Credit: Cail Bruich

West End restaurant Cail Bruich brings first Michelin star in 18 years to Glasgow

By Jamie Byrne

Head chef Lorna McNee is the first female chef of a Glaswegian restaurant to receive the accolade.

In the heart of the West End, where Great Western Road meets Byers Road, lies the quaint Cail Bruich. It celebrates the historic achievement of being awarded the first Michelin Star that Glasgow has seen for 18 years. Cail Bruich – which can be translated to “to eat well” in Gaelic – has certainly lived up to its name after being the only Scottish entry to earn its first star in the Michelin Great Britain and Ireland Guide. This recent success has brought Scotland’s Michelin Star count to 11 different restaurants across the country.

Celebrity chef Gordon Ramsay’s first restaurant in Scotland, Amaryllis, which used to be found just along the road from Cail Bruich, earned a Michelin star back in 2003 and ended up being the last star awarded in the city for nearly two decades. Unfortunately, Ramsay’s restaurant closed a year later after the tragic passing of head chef David Dempsey. Prior to the opening of Amaryllis, decorated chef Andrew Fairlie’s restaurant One Devonshire Gardens received the accolade in 1996. He later moved on to run the Andrew Fairlie Gleneagles, where he collected a further two Michelin stars, and just so happened to train a young sous chef named Lorna McNee. McNee would go on to be the head chef of Cail Bruich and bring the long sought-after Michelin Star back to Glasgow.
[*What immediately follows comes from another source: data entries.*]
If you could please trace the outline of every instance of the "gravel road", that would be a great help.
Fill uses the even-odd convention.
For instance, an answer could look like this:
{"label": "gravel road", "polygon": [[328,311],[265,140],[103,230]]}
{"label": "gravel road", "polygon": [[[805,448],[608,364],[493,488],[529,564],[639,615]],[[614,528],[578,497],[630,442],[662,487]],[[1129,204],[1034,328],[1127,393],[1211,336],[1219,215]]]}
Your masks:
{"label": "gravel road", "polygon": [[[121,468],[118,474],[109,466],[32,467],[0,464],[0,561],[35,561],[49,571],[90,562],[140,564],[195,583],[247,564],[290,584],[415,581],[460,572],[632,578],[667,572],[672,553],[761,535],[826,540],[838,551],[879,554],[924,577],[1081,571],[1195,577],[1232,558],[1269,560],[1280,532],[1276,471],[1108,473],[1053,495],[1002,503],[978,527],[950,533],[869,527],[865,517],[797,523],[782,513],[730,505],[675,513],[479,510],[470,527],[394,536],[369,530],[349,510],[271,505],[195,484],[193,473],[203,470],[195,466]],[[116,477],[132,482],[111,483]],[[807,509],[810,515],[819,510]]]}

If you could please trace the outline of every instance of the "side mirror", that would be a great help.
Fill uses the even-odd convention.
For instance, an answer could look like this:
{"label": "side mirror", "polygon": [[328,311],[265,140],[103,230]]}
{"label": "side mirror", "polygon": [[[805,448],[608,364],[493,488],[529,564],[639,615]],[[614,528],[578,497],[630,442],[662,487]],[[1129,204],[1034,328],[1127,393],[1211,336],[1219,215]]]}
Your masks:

In what can only be described as a tremendous achievement, McNee has brought a fresh perspective to gastronomy in Glasgow. Michelin described McNee’s cuisine style as being driven by “passion and precision” with a “focus on just a few ingredients combined in perfect harmony”. The restaurant’s specialities include crab and scallop with celeriac dashi, pink grapefruit and caviar. The second speciality on the list is the roe deer, beetroot, hen of the wood, smoked farce and sauce poivrade. An olive oil sponge with heater honey and yoghurt sorbet is the final speciality on the cards. The wine list, which is curated by Chris Donnachie and Simon McAtamney, is also highly commendable, with Michelin describing it as “constantly evolving in order to best compliment the seasonality and provenance of our menu”.In a time of much difficulty for the hospitality industry, McNee and the rest of the Cail Bruich team have presented a beacon of hope for dining in Glasgow. As chefs, kitchen staff, waiters, waitresses and diners all long for the days of being in a vibrant and happy restaurant, this accolade offers a reminder that the good times will eventually return and normality will resume. A huge congratulations to McNee and the rest of the Cail Bruich team for this prestigious award, and I’m sure so many of us here in the city cannot wait to dine at this wonderful restaurant.